In a room full of faith leaders Thursday, President Donald Trump echoed a campaign promise to "get rid of and totally destroy" the Johnson Amendment.
While the line was well-received at the National Prayer Breakfast in Washington, D.C., outside observers pounced — saying that altering the provision would threaten the sanctity of America's separation of church and state and raise issues of religious lobbying.
Doing away with the Johnson Amendment, however, won't be so simple.
What does the amendment do?
Essentially, it's supposed to stop leaders of houses of worship from using the pulpit to campaign for certain politicians.
In a broader sense, it affects 501(c)(3) tax exempt organizations — which includes not only religious institutions, but charities and universities — and says they can't participate in or wield an influence in political campaigns.

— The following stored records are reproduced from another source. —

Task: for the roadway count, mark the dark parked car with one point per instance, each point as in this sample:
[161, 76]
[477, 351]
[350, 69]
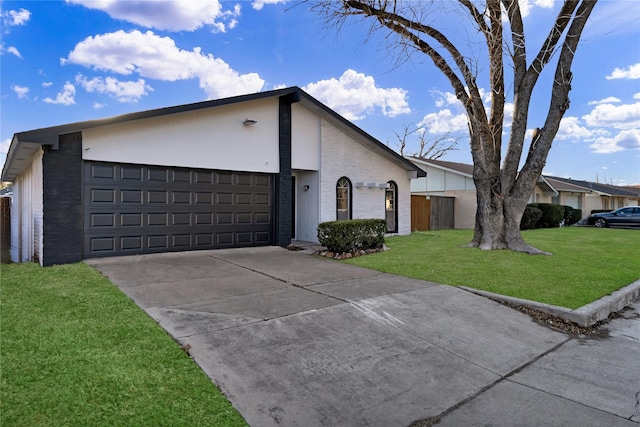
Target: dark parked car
[628, 216]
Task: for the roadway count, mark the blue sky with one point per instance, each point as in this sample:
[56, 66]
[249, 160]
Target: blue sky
[75, 60]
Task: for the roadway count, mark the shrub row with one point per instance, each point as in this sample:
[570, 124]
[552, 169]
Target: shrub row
[548, 215]
[352, 235]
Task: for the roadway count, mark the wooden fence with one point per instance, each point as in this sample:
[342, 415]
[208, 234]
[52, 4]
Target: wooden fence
[434, 213]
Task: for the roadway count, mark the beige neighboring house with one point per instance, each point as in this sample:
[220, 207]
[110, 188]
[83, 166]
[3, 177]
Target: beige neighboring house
[591, 196]
[454, 181]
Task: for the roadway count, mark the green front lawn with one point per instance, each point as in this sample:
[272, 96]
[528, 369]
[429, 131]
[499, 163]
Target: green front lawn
[586, 264]
[74, 350]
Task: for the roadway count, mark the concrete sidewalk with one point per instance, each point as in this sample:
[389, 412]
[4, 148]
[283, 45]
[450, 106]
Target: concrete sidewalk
[297, 340]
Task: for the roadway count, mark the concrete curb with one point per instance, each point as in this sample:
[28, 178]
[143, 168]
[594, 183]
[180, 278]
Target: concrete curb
[584, 316]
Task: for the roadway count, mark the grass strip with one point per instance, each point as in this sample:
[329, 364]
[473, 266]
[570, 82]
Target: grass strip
[586, 264]
[76, 351]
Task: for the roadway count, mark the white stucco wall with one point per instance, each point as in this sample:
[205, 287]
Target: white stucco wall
[342, 156]
[26, 213]
[305, 139]
[211, 138]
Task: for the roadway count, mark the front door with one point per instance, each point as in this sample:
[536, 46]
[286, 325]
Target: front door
[391, 207]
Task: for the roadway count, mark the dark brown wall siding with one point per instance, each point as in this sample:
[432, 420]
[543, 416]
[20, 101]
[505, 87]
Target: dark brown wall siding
[62, 201]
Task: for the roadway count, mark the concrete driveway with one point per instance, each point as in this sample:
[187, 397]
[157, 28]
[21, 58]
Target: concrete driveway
[295, 340]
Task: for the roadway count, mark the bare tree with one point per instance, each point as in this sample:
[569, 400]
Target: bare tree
[502, 188]
[428, 148]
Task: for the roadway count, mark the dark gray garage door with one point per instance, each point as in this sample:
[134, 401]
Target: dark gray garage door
[134, 209]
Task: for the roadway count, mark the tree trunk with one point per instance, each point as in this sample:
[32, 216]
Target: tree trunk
[498, 216]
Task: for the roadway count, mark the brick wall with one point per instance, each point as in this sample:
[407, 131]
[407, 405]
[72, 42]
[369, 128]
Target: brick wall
[342, 156]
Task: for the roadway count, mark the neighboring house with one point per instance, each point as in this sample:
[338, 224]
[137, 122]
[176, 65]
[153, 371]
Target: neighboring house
[259, 169]
[568, 194]
[455, 181]
[598, 196]
[444, 180]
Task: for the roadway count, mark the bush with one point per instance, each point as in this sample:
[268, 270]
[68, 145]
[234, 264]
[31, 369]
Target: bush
[352, 235]
[551, 215]
[530, 218]
[576, 216]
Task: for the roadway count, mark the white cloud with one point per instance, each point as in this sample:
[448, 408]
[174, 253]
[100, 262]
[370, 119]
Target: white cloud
[354, 95]
[21, 91]
[65, 96]
[527, 5]
[625, 140]
[12, 50]
[570, 129]
[171, 15]
[159, 58]
[607, 100]
[631, 72]
[259, 4]
[123, 91]
[15, 17]
[444, 121]
[626, 116]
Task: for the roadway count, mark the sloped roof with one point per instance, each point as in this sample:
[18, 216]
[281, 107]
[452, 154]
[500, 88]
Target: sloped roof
[565, 186]
[24, 144]
[462, 168]
[609, 190]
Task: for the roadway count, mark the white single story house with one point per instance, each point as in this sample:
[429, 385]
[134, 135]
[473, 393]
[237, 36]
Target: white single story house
[252, 170]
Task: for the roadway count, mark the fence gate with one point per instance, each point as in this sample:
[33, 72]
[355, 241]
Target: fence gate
[420, 213]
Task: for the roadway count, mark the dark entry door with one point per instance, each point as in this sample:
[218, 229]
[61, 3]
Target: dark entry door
[135, 209]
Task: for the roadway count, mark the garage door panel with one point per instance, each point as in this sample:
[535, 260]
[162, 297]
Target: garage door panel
[145, 209]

"Violating this prohibition may result in denial or revocation of tax-exempt status and the imposition of certain excise taxes," the IRS website says.
Groups can still benefit from another type of tax-exempt status if they do want to engage in political campaigning, but their donors won't see their gifts be tax deductible.
Churches are also allowed to engage in nonpartisan voter drives.
Who was behind the amendment?
Its namesake is President Lyndon B. Johnson, who was a senator representing Texas when a Republican-controlled Congress passed it in 1954. Johnson pushed for the rule in response to a conservative nonprofit that supported a rich political rival — that nonprofit wasn't a church.
The then-Democratic minority leader reasoned that if you don't want to pay taxes, then you also can't be involved in partisan politics.
The amendment didn't appear to be controversial. "There was no record of any debate around the amendment," according to PolitiFact.
What's the argument for repealing the amendment?
While religious freedom groups have had little success bringing an end to the amendment and court challenges have similarly failed, Trump made a lot of noise invoking it at last year's Republican National Convention.
"You have much to contribute to our politics, yet our laws prevent you from speaking your minds from your own pulpits," Trump said addressing his religious conservative base. "An amendment, pushed by Lyndon Johnson many years ago, threatens religious institutions with a loss of their tax-exempt status if they openly advocate their political views."
Trump alone, however, can't change the tax code — and he would need the support of Congress.
Some Republican members are pushing for a so-called Free Speech Fairness Act, which would still bar churches and charities from spending on political ads but allow them to make political statements "in the ordinary course of the organization's activities."